El chico de las aletas se hace llamar Manuel de Aguas. Aún no parece claro que sea un animal acuático atrapado en el cuerpo de un humano, más bien una “identidad en exploración”, como él declara, con afán de añadir nuevos sentidos a los que ya posee. Sus aletas detectan cambios de presión, humedad y temperatura que los transfieren a través de un microchip de conducción ósea. La plasticidad neuronal y los fenómenos de neuroadaptación harán el resto, me digo, pero el artista se reservará para sí hasta dónde ha ido con el salto cualitativo. De momento ha recibido reacciones de rechazo tan intensas que se hace difícil que confiese la ventaja real de sus nuevos miembros.

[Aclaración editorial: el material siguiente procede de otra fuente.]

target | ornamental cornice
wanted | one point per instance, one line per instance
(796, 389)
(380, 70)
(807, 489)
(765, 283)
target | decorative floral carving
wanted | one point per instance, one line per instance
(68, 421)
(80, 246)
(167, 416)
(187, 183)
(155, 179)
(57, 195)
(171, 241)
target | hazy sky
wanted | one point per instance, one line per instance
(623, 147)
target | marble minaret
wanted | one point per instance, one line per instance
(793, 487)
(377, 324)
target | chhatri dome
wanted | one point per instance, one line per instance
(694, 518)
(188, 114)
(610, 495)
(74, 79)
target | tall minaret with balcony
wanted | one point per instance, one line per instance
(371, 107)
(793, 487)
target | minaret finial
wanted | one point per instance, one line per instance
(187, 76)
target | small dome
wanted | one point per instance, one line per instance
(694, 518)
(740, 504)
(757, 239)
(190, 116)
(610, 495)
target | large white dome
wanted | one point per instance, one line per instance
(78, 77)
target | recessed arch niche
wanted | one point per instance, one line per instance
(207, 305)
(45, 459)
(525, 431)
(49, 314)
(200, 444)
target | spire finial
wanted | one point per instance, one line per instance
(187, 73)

Exploramos nuevas identidades, ¿es sólo insatisfacción? La biomejora va en aumento y pronto dejará de ser un tema de debate ético. Hace mucho que traspasó la línea de la salud para saltar al puro capricho y lo bello, lo olvidamos fácilmente, es un mero consenso. Si uno se remonta al primer intento de transgredir la naturaleza, la vista se pierde hasta el origen de la humanidad. Desde los primeros rituales ha estado presente y pasa por la irrupción de los antibióticos y las prótesis mamarias o los transplantes de órganos. Harbisson, el primer ciborg o humano unido biológicamente a la tecnología (tiene una antena, no la lleva), discrimina entre los transhumanos y los transespecies que, como él, no aspiran a tener superpoderes sino a estar mejor conectados con el entorno. Por ello lidera la Fundación Cyborg, que opera hace diez años, y ayuda a los interesados a seguir su estela. De Aguas, de tanto fotografiarlo en Barcelona, se ha acabado integrando en sus filas.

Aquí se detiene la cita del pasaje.